The first type of asset class which Warren talks about is anything that can be denominated in currency. It includes cash, bonds, bank deposits, money market fund or anything similar. Regarding this type of investments, Warren explains, “Almost all currencies have declined in value over time.” This clearly suggests that Warren is not a fan of these type of investments since historical track record is not lucrative. It is important to note that Warren looks at these investments with a long time horizon and in the short run, investor might find some lucrative opportunities to invest in this asset class.

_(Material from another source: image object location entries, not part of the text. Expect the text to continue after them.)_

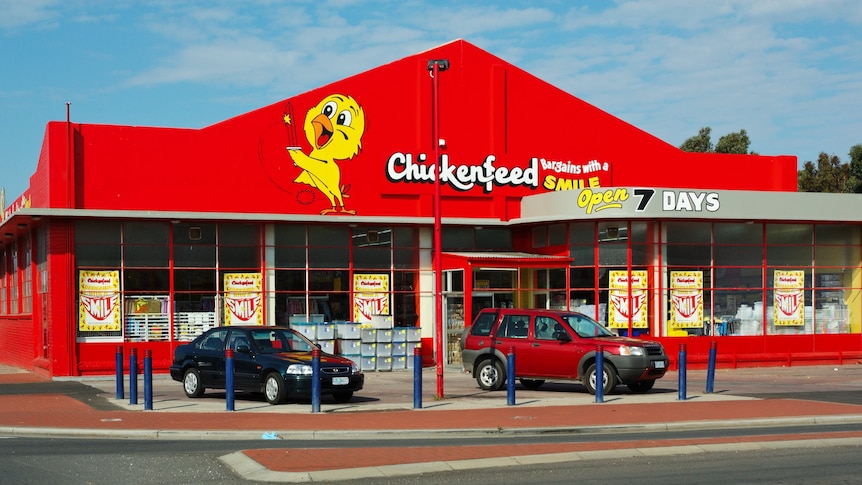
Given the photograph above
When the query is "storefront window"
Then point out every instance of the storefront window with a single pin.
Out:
(195, 245)
(455, 238)
(493, 238)
(4, 301)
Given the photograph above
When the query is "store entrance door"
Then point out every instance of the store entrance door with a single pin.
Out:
(497, 299)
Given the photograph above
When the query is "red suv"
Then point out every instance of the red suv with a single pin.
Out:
(551, 344)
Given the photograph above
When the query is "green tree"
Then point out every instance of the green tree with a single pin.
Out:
(856, 169)
(830, 175)
(699, 143)
(733, 143)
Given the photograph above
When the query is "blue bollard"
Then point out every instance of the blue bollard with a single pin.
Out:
(600, 374)
(315, 380)
(510, 377)
(417, 378)
(228, 379)
(148, 379)
(681, 366)
(133, 376)
(710, 371)
(121, 387)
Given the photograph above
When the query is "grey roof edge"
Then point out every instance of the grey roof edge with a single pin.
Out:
(33, 212)
(671, 203)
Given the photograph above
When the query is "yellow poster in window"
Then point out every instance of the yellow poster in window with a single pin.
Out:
(623, 304)
(370, 296)
(686, 299)
(99, 301)
(789, 298)
(243, 299)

Second asset class Warren talks about are items that an investor buys which does not produce anything but the investor hopes that someone will pay more for the same later on. Warren says. “The classic case of that is Gold.” Warren says that even though investors around the world try to find some value in this type of investments, investors undermine the fact that these assets are not going to do anything for them. He explains that you can own all the gold available in the world and then store it, sit on it, fondle it or do whatever but you are not going to make money on it until you find someone who is willing to pay higher price, for whatever reasons, that your purchase price. These assets includes commodities such as gold, bitcoin (as per Warren!), potentially NFTs and other similar non-producing assets.

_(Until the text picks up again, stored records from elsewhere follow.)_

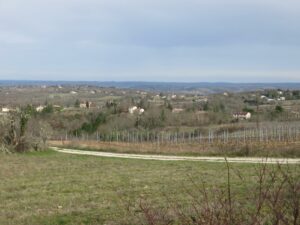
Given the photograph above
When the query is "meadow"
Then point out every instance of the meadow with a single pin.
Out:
(55, 188)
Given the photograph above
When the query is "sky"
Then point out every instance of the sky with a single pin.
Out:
(150, 40)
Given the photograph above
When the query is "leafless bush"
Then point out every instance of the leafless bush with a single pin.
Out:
(274, 199)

Third type of asset which Warren describes are assets that will produce something in future. This can include assets such as farms, apartment buildings, businesses etc. Warren further explains, “You decide how much you pay (for the asset) based on how much you thing the asset itself will deliver over time and those are the assets that appeal to me and Charlie.” Warren further expands by saying that based on how much the asset will produce, may it be a farm or a business or something similar, and what kind of costs you are expected to incur in future, an investor can make estimates of the value of asset. This is the same approach with which Warren pursues his investments, may it be in stocks or buying entire businesses. He looks at the expected yield or what the asset will produce in future, cashflows and earnings in case of businesses, and makes judgment about its valuation.

Key Takeaways:

  1. For an investor, broadly classifying, there are three asset classes: 1) currency related 2) non-producing assets 3) producing assets.
  2. Warren and Charlie prefer investing in third type of asset classes, this includes mainly businesses which are expected to produce cashflows and earnings in future.
  3. What asset classes have you invested in?